Inovação na Lista da Unicamp [2:51]
A Unicamp inova ao incluir uma obra contemporânea nigeriana na lista de leitura, rompendo com a tradição de obras lusófonas ou brasileiras. A professora argumenta que essa escolha é justificada pela qualidade estética da obra, que transcende a tradução, pela identificação do leitor com as violências retratadas, que são semelhantes às do Brasil, e pela ligação histórica e cultural com a Nigéria, especialmente com o povo Iorubá. Ela menciona a complexidade étnica da Nigéria e a importância de entender esse contexto para apreciar a obra.
Três Argumentos para a Escolha da Obra [5:42]

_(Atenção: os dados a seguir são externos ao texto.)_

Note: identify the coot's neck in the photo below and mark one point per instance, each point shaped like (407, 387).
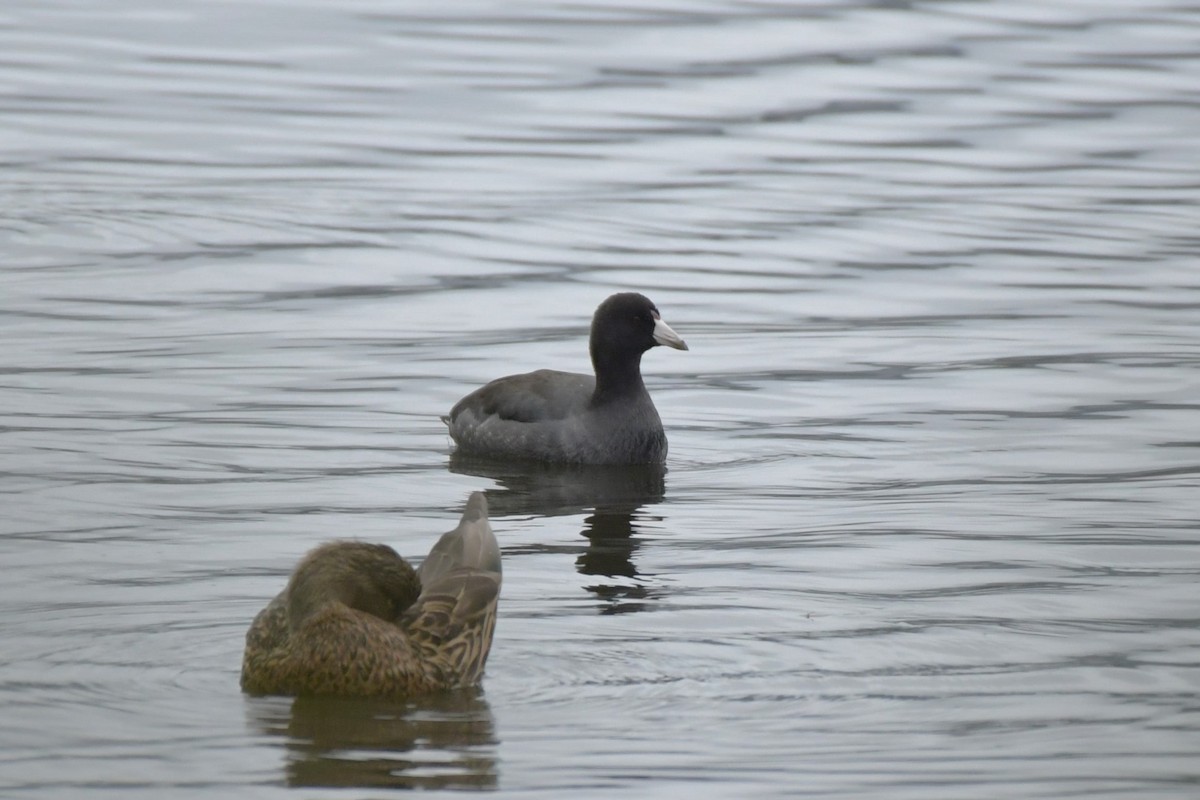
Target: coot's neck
(618, 374)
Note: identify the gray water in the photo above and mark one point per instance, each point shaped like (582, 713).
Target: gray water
(930, 525)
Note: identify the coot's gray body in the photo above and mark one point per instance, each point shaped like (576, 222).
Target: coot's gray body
(571, 417)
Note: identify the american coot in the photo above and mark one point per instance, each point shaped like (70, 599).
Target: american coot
(570, 417)
(357, 620)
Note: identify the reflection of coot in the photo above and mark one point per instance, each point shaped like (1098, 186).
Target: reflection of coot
(441, 741)
(615, 495)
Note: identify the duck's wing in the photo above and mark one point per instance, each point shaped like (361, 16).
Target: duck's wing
(455, 615)
(531, 397)
(472, 545)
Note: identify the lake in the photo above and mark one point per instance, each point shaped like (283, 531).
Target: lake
(930, 522)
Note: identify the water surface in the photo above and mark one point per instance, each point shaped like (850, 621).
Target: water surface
(929, 524)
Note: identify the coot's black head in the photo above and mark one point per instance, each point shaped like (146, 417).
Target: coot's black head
(628, 323)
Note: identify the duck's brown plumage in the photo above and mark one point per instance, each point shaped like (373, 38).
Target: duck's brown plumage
(357, 620)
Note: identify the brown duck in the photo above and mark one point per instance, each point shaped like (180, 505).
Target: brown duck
(358, 620)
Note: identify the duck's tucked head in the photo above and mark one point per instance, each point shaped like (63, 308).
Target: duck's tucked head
(630, 323)
(371, 578)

A professora apresenta três argumentos para justificar a escolha da obra: a qualidade estética da escrita, a proximidade temática com a realidade brasileira e a relevância cultural da Nigéria. Ela destaca que a obra permite ao leitor esquecer que não se trata de um livro brasileiro, devido à universalidade dos temas abordados, como a violência policial. Além disso, ressalta a importância da Nigéria como país de origem de grande parte da população escravizada no Brasil, especialmente do povo Iorubá.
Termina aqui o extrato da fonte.